The NYSE has indicated that controlled companies, limited partnerships, companies in bankruptcy, closed-end and open-end funds registered under the Investment Company Act of 1940, issuers with only preferred stock listed and foreign private issuers that follow home country rules be exempted from the proposed rules. Additionally, the NYSE proposes to exempt smaller reporting companies from the new compensation committee independence requirements and the required compensation committee consideration of the independence factors prior to retaining a compensation adviser.


Nasdaq proposes that issuers be required to comply with the compensation committee responsibilities and authority proposed changes immediately upon SEC approval. The proposal provides that, to the extent a listed company does not have a compensation committee, the rule would apply to the independent directors who determine executive compensation (or who recommend executive compensation to the full board). Nasdaq further proposes that the remaining provisions of the listing rules on compensation committees take effect upon the earlier of (i) the second annual meeting of a listed company held after the date of the SEC’s approval of such rules, or (ii) December 31, 2014. Each Nasdaq listed company will be required to certify to Nasdaq within 30 days after the implementation deadline applicable to the listed company, on a new form that Nasdaq will provide, that the listed company has complied with the amended listing rules on compensation committees.

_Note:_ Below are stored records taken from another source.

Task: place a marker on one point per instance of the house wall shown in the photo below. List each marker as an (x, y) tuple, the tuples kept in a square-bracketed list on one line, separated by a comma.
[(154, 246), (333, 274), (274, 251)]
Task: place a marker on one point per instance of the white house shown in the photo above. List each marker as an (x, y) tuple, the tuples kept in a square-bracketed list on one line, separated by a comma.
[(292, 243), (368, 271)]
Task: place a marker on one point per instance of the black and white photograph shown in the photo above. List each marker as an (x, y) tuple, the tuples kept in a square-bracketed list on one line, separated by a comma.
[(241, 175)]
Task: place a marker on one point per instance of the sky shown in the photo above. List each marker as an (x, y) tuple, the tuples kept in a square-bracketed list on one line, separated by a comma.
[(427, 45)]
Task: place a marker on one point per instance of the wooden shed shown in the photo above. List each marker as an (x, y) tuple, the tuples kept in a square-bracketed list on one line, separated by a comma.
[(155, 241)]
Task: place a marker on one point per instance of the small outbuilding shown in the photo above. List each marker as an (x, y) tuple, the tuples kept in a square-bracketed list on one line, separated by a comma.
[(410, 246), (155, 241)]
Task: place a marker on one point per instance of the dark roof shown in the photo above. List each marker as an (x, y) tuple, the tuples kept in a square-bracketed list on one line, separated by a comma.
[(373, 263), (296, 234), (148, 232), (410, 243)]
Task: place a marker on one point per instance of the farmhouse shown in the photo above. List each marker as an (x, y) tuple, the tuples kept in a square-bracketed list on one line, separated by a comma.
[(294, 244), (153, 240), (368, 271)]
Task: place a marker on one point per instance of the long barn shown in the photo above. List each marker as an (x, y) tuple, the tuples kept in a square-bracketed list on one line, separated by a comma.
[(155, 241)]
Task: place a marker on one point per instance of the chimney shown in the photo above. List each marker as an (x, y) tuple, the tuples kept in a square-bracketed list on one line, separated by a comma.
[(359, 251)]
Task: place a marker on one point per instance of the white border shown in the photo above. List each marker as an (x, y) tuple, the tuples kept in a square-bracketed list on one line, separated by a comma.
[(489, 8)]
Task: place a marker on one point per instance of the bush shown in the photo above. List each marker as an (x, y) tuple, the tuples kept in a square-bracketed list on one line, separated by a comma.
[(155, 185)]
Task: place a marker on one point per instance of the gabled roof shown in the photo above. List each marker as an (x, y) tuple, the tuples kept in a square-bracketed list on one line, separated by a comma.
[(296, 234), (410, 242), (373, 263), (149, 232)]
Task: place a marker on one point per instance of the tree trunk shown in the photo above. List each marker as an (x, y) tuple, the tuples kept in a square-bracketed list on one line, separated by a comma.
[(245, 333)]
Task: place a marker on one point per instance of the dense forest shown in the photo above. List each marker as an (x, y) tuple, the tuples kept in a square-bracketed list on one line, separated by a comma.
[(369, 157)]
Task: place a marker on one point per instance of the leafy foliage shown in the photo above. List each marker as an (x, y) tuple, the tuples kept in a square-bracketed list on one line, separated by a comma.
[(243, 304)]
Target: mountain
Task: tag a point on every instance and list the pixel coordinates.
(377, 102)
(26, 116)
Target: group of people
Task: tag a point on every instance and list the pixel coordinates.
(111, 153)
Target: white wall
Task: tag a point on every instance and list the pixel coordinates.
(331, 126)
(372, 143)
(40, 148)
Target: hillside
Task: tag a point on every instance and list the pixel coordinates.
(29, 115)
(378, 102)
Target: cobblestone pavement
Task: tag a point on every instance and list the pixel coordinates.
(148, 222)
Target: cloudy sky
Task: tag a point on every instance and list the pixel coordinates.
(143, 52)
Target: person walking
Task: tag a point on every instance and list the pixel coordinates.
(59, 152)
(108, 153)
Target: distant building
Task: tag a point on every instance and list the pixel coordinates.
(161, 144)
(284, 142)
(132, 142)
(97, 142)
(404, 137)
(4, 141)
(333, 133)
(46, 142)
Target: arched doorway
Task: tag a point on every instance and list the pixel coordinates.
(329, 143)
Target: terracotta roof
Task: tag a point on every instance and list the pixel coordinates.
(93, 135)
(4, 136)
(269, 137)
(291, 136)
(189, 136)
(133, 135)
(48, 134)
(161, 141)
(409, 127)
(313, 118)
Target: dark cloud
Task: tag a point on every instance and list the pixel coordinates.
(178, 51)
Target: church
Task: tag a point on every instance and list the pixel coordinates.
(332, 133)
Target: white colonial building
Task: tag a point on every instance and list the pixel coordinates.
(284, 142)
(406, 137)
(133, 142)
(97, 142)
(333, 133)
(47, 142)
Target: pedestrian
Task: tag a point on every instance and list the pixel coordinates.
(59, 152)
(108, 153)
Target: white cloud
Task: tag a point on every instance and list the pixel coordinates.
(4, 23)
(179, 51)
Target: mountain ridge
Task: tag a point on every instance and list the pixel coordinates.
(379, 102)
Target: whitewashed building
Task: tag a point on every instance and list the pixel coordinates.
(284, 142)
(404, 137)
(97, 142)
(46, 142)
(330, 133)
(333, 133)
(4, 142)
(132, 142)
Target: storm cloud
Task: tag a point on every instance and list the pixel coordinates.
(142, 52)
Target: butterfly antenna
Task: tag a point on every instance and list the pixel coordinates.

Nasdaq proposes that asset-backed issuers and other passive issuers, cooperatives, limited partnerships, management investment companies and controlled companies be exempt from the new listing rules, which is consistent with Nasdaq’s current practice for rules regarding compensation committees. Nasdaq also proposes to continue to allow foreign private issuers to follow their home country practice in lieu of the revised listing rules relating to compensation committees if the foreign private issuer provides the currently required disclosure in its annual reports filed with the SEC (or its website if it is not required to file an annual report with the SEC) regarding its home country practices, as well as provides additional disclosure in such filing or on its website as to why it does not have an independent compensation committee, if applicable.

Nasdaq proposes that smaller reporting companies will be required to have a compensation committee comprised of two independent directors and to adopt formal written compensation committee charters or in lieu thereof, board resolutions (which is unique to smaller reporting companies under the rules). However, Nasdaq proposes that smaller reporting companies not be required to comply with the remaining new rule proposals, including the prohibition on compensation committee members accepting directly or indirectly any consulting, advisory or other compensatory fee from an issuer and the examination of affiliate status when determining compensation committee member eligibility.

Action Items

Although the proposed rules are not yet effective, Nasdaq rules will be effective upon SEC approval and NYSE rules are expected to become effective sometime next year. Accordingly, companies should consider taking steps to prepare for the new rules, including:

  • Evaluate the independence of compensation committee members in light of the proposed standards;
  • Review and prepare proposed amendments to compensation committee charters;
  • Establish diligence procedures to identify any actual or potential conflicts of interest involving committee consultants, counsel and other advisers, such as supplementing director & officer questionnaires, preparing questionnaires for advisers and requiring advisers to address conflicts in connection with engagements or when rendering advice.

Readers should note that the recent rule changes regarding disclosure of compensation consultant conflicts of interest (referred to in the introduction to this bulletin) are already effective for proxy statements relating to annual meetings occurring on or after January 1, 2013. Accordingly, affected companies should implement diligence procedures with respect to compensation consultants to determine if there are any required disclosures.